A Pan-style scanning tunneling microscope (STM), with a vertical coarse approach
mechanism, was designed, built and tested. The microscope will be operated in
ultra-high vacuum and also at cryogenic temperatures (8 K) inside a continuous
flow cryostat. Fundamental differences in operating principle exist between the new
microscope and the beetle-type inertial sliders [1] that have been the mainstay of
the group for the last eight years. While Pan-style microscopes do already exist [2],
they remain challenging to build, and an active area of research [3]. This system
represents a bold departure from well-trodden paths, and will greatly expand the range of experiments that our group can perform.
The operating principles of inertial piezoelectric motors are detailed. Design guidelines for a piezoelectric motor are given, and used in the design of the vertical coarse
approach motor. A simple, inexpensive implementation for creating waveforms with
an extremely fast fall time is discussed. Motor performance is tested, and a minimum
step size of 20nm is found for frequencies ranging from 0 Hz to 3 kHz. The motor
operates with high dynamic range: individual 20nm steps can be taken, as well as
being able to move at a velocity of 0.4mm s−1.

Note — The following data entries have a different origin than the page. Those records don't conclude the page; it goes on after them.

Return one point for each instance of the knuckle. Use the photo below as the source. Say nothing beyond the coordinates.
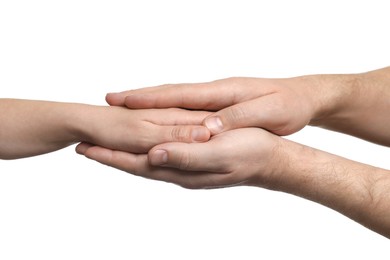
(236, 113)
(185, 161)
(180, 133)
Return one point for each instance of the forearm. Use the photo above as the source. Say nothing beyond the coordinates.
(30, 128)
(358, 191)
(355, 104)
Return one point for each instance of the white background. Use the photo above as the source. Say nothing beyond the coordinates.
(63, 206)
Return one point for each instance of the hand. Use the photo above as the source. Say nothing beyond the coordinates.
(137, 131)
(282, 106)
(246, 156)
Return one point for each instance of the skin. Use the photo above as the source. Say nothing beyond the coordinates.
(31, 128)
(356, 104)
(238, 154)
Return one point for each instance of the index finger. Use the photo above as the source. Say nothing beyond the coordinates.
(202, 96)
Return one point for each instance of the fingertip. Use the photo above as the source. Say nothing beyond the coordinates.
(158, 157)
(214, 124)
(115, 99)
(200, 134)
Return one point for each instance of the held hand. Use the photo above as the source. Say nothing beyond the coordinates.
(246, 156)
(137, 131)
(282, 106)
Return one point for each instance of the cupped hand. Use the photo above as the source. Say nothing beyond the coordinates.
(282, 106)
(247, 156)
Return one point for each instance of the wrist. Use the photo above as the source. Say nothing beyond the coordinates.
(334, 97)
(79, 122)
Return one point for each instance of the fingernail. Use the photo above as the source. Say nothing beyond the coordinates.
(214, 124)
(199, 134)
(159, 157)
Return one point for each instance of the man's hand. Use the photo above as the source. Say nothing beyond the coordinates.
(282, 106)
(252, 156)
(239, 157)
(355, 104)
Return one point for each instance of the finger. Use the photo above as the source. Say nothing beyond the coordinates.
(175, 116)
(266, 112)
(183, 133)
(203, 96)
(81, 148)
(199, 157)
(138, 165)
(117, 99)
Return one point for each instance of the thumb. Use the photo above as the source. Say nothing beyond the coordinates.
(263, 112)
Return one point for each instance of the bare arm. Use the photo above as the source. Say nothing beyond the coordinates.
(29, 128)
(254, 157)
(356, 104)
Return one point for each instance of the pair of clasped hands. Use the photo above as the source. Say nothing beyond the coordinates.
(225, 133)
(227, 138)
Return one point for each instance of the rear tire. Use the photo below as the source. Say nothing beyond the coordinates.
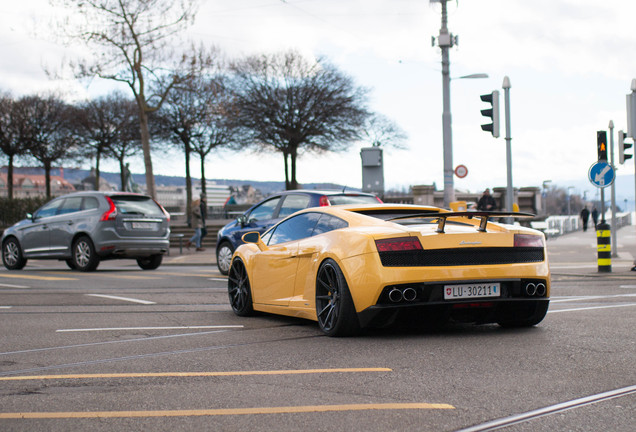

Little is known about the vibrational properties of Pan-style microscopes. Vibrational testing of the microscope revealed the expected scanner bending mode at 1.6 kHz (above the scanner bending mode of our beetles at 1.2 kHz), and a complicated
response signal above this frequency. Custom extension springs for an eddy-current
damping system are built and tested. A low resonant frequency of 1.8 Hz is found,
which is ideal for the application.
Initial testing of the STM in ambient conditions is performed on two different
surfaces. A moir´e supermesh [4] with periodicity 3nm is observed on a highly-oriented pyrolytic graphite (HOPG) surface, and agrees well with previously published results.
Using a flame-annealed Gold on mica surface, a low drift rate of 0.6nm s−1 is observed
over a period of 13 minutes. Single-height atomic steps are observed on both surfaces.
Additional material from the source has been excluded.